In one experiment designed to test
the influence of stress and relaxation on time perception, Boltz
instructed three groups of volunteer subjects to listen to and
learn recorded rhythmic patterns - such as the click of typewriter
keys or the dribble of a basketball.
Boltz then exposed one of the three
groups to the repeated wail of a loud car horn to induce stress.
The second group listened to the soothing sounds of ocean waves
lapping on the shore to induce relaxation. The stress-inducing
car horns effectively sped up the internal tempo of the one
group, while the ocean waves slowed down the internal tempo
of the second group, Boltz explains.
Boltz then asked all three groups
to reproduce the rhythmic patterns they had learned earlier.
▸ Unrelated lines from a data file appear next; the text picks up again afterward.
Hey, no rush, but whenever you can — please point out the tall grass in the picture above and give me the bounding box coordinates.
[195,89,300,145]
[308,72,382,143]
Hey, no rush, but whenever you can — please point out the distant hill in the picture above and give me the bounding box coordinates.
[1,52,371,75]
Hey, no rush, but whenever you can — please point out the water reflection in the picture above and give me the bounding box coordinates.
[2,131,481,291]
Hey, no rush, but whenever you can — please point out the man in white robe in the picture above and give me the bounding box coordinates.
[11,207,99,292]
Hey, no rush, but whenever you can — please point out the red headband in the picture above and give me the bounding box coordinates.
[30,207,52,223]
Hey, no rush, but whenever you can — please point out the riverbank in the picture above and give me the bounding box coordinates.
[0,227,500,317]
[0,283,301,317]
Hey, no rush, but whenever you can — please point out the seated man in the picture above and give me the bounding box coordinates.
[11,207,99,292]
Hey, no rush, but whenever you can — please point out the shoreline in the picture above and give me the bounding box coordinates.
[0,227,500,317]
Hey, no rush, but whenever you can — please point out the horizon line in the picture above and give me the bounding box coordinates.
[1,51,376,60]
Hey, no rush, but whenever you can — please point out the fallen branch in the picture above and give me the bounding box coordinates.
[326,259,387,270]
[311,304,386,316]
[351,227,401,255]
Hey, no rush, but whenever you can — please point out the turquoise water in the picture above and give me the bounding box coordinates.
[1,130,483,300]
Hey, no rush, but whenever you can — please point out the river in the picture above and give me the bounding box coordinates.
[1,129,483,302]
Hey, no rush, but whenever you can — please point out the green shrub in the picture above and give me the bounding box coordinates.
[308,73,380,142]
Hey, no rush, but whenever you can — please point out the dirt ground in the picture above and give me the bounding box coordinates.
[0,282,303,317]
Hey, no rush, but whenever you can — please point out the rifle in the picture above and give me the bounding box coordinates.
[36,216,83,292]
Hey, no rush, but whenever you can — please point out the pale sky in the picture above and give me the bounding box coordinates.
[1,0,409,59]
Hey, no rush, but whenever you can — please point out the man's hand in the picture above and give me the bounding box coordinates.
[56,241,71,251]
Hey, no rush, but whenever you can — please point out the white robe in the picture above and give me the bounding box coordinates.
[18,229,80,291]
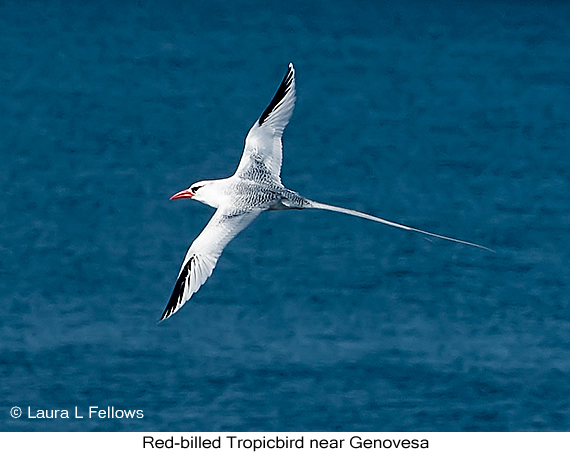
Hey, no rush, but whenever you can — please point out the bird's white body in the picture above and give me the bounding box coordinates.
[161,63,488,320]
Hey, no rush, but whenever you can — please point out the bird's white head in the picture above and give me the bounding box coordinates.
[170,180,221,208]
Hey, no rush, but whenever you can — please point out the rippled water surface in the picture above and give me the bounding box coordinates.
[0,0,570,431]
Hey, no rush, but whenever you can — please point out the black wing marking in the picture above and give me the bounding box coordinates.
[160,256,195,322]
[259,63,294,126]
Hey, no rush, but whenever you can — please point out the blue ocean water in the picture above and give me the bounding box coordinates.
[0,0,570,431]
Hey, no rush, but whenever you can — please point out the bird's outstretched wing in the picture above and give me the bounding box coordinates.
[235,63,295,183]
[160,209,261,321]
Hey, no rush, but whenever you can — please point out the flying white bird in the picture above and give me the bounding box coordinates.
[160,63,492,320]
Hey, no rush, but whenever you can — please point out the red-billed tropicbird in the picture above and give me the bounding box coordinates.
[160,63,489,320]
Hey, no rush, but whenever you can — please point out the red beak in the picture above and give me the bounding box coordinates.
[170,188,194,200]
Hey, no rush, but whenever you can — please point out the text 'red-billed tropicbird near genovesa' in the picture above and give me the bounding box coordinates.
[160,63,491,320]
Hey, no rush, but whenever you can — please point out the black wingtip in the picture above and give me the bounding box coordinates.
[259,63,295,126]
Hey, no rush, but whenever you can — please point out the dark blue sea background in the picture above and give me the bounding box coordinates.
[0,0,570,431]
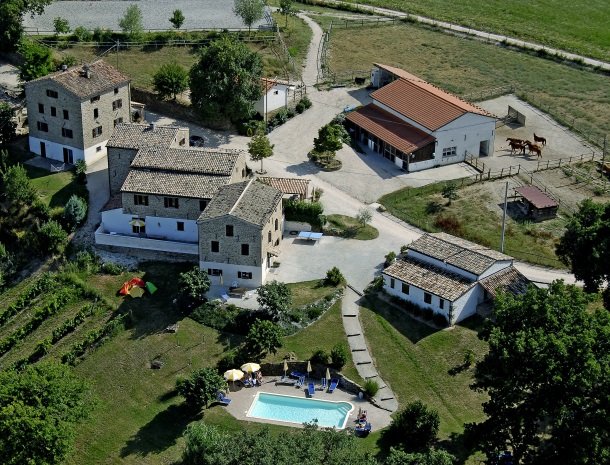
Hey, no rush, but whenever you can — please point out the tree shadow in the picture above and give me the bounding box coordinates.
[116,403,201,458]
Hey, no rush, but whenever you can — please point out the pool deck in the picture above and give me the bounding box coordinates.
[226,376,392,431]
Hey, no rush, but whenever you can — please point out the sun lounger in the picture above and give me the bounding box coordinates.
[328,378,339,394]
[307,381,316,397]
[218,392,231,405]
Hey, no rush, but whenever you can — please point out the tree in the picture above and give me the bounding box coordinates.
[256,281,292,321]
[190,37,263,121]
[0,362,92,465]
[119,5,144,42]
[388,400,440,452]
[153,63,189,100]
[279,0,295,27]
[245,320,284,358]
[18,39,55,82]
[0,0,53,51]
[248,131,275,174]
[53,16,70,35]
[169,10,184,29]
[556,199,610,292]
[468,281,610,465]
[0,102,17,145]
[178,266,210,304]
[441,182,458,205]
[64,194,87,229]
[176,368,227,411]
[233,0,265,32]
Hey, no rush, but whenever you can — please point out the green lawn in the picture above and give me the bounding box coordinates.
[330,23,610,139]
[347,0,610,61]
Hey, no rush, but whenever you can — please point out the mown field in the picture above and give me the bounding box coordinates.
[330,24,610,144]
[347,0,610,61]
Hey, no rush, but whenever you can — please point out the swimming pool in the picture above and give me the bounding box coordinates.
[246,392,354,429]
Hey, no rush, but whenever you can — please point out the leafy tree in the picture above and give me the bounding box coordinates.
[64,194,87,229]
[178,266,210,304]
[556,199,610,292]
[153,63,189,100]
[388,400,440,452]
[257,281,292,321]
[119,5,144,42]
[245,320,284,358]
[248,131,275,174]
[38,220,68,255]
[18,38,55,82]
[0,362,91,465]
[53,16,70,35]
[279,0,296,27]
[233,0,265,31]
[441,182,458,205]
[176,368,227,411]
[0,102,17,145]
[468,281,610,465]
[0,0,53,51]
[190,37,263,121]
[169,10,184,29]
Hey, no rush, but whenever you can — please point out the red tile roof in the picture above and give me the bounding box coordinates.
[346,103,434,153]
[371,63,493,131]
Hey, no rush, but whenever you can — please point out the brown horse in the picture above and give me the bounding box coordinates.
[534,133,546,145]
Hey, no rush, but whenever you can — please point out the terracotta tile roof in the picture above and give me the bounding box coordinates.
[515,186,559,208]
[258,176,309,197]
[198,180,282,226]
[371,64,494,131]
[106,123,180,149]
[346,103,435,153]
[407,233,513,276]
[26,60,130,100]
[383,257,476,302]
[479,266,530,298]
[121,169,230,199]
[131,146,245,176]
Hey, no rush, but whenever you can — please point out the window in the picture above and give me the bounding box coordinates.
[163,197,178,208]
[443,147,457,157]
[133,194,148,207]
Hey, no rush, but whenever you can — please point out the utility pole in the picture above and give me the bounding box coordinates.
[500,181,508,253]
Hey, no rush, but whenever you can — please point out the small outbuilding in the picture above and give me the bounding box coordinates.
[515,186,559,221]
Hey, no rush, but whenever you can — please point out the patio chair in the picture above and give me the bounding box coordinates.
[328,378,339,394]
[218,391,231,405]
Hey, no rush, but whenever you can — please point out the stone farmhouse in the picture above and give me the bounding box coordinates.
[25,60,131,164]
[346,63,496,172]
[95,123,283,287]
[382,233,529,325]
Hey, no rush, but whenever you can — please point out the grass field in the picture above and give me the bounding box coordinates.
[347,0,610,61]
[379,178,567,268]
[330,22,610,139]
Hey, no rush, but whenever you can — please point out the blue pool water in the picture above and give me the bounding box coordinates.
[247,392,354,429]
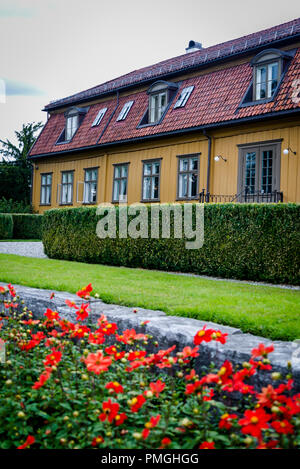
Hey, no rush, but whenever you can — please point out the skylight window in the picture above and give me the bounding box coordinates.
[117,101,133,121]
[92,107,107,127]
[174,86,194,109]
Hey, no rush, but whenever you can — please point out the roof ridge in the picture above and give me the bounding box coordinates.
[45,18,300,110]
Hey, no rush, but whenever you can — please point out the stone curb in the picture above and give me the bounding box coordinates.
[0,282,300,392]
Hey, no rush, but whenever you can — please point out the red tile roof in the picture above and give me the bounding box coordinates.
[30,19,300,156]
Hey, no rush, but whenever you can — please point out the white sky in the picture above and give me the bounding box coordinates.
[0,0,300,144]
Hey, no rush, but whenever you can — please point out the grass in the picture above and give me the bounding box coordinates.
[0,239,41,243]
[0,254,300,340]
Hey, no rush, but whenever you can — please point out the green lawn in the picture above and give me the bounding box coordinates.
[0,254,300,340]
[0,239,41,243]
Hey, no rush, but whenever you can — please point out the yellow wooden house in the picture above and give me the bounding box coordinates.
[29,18,300,213]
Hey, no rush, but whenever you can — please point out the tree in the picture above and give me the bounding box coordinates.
[0,122,42,203]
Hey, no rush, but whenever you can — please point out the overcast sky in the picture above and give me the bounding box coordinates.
[0,0,300,144]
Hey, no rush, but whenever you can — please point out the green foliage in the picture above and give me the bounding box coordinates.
[43,204,300,284]
[0,197,32,213]
[12,213,43,239]
[0,285,300,450]
[0,213,13,239]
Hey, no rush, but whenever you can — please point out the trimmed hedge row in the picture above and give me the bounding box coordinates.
[0,213,13,239]
[43,204,300,284]
[12,213,44,239]
[0,213,43,239]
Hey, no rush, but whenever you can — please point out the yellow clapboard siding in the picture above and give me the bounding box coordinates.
[33,118,300,213]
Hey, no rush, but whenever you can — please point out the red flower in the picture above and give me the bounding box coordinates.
[76,283,93,298]
[44,348,62,366]
[251,344,274,358]
[194,326,214,345]
[83,350,112,375]
[99,399,120,423]
[150,379,166,397]
[76,303,91,321]
[271,420,294,435]
[116,329,147,344]
[257,384,277,407]
[159,438,172,449]
[238,409,271,438]
[73,324,91,339]
[17,435,35,449]
[32,368,51,389]
[199,441,216,449]
[92,435,104,446]
[219,414,237,430]
[7,283,16,298]
[88,332,105,345]
[44,308,60,321]
[105,381,124,394]
[127,350,147,361]
[114,412,127,427]
[130,394,146,412]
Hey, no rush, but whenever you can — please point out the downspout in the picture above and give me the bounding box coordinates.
[203,129,212,197]
[97,91,119,143]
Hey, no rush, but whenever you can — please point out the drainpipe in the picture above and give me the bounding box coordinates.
[97,91,119,143]
[203,129,212,197]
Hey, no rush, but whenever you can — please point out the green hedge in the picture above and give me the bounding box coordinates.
[0,213,13,239]
[43,204,300,284]
[12,213,44,239]
[0,197,32,213]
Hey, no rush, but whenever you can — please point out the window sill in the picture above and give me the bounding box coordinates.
[140,199,160,204]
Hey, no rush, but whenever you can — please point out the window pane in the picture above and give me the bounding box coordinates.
[114,180,120,200]
[261,150,273,194]
[189,174,198,197]
[121,164,128,177]
[245,152,256,194]
[115,166,121,178]
[179,174,187,197]
[143,177,151,199]
[120,179,127,196]
[180,159,189,171]
[91,182,97,202]
[152,163,159,174]
[144,163,152,176]
[190,158,198,171]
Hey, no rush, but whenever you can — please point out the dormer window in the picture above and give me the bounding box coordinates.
[149,91,167,124]
[248,49,292,101]
[66,112,78,140]
[139,80,178,126]
[56,107,88,143]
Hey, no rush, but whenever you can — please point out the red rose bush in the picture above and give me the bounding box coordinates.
[0,284,300,449]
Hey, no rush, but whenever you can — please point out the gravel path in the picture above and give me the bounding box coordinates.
[0,241,47,259]
[0,241,300,290]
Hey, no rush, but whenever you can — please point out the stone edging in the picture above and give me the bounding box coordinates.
[0,282,300,392]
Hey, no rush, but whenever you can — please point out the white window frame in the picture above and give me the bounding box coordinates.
[40,173,52,205]
[117,101,134,121]
[149,90,168,124]
[83,168,98,204]
[174,85,195,109]
[66,114,79,142]
[92,107,107,127]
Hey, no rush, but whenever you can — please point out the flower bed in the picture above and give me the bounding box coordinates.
[0,285,300,449]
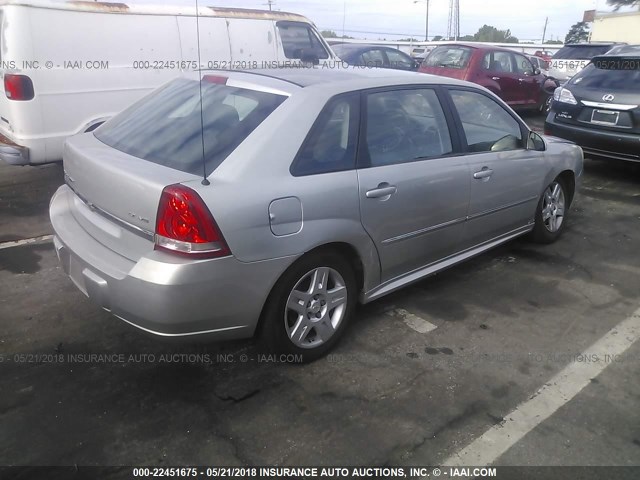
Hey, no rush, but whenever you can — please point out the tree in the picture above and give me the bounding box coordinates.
[607,0,640,10]
[473,25,518,43]
[564,22,589,43]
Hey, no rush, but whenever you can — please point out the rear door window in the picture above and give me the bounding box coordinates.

As the researchers suspected, only the control group, who had
heard neither the loud car horn or the sooththing waves got
it right.
"The group whose internal tempo was
sped up with car horns misremembered the sounds as happening
faster and sounding shorter than what they were," Boltz explains.
"Conversely those whose internal tempo was slowed down by the
wave sounds misremembered the sound patterns as being longer
and slower."
Anyone who commutes to work in traffic
might experience as well, Boltz explains.
"When you are stressed out or upset
and driving in a car, this is the reason everybody else seems
to be driving slower than you - in effect, your internal rate
has been accelerated relative to that of the environment. On
the other hand, when you are very relaxed, everybody else appears
to be rushing around," she says, noting either of these two
states can cause drivers to miscalculate the amount of time
they have to pass a car. She also notes, stress can be a factor
in discounting eyewitness accounts of bank robberies and other
traumatic crimes.
"You're internal tempo is sped up
from the stress so that environmental events, in contrast, seem
to go slower," Boltz explains. "It can explain why certain tragedies
appear as though they are happening in slow motion."
More recently Boltz worked with other
volunteer subjects to better understand how "learning" or familiarity
with a specific task might affect a person's accurate perception
of time.
In another experiment, Boltz and
two of her students instructed subjects to learn a statistical
analysis computer program. The first time the subjects completed
the program, they were asked to estimate how long it took them
to run the program.
"All of them overestimated the time
it took," says Boltz.
As the subjects became a little more
familiar with the program, Boltz said they more accurately predicted
how long it took them to perform the task. Ironically after
the subjects had learned the program completely, the researchers
found that most of the subjects underestimated how much time
it took to run the program.
"We were expecting that accuracy
would maintain with increased competance," Boltz explained,
"But what we discovered was that the more automatized the task,
the easier it was for people to forget specific details they
had performed."
This more recent research, which
will be co-presented by Boltz and Haverford senior Jessica Dunne
at the meeting of the Eastern Psychological Association in Boston
next month, has Boltz wondering if the meat packers really underestimated
the back pay they may have been owed. But she notes, it certainly
might explain why time seems to pass in the blink of an eye
as you drive the same route to work or you play that Tetris
game at your computer day after day.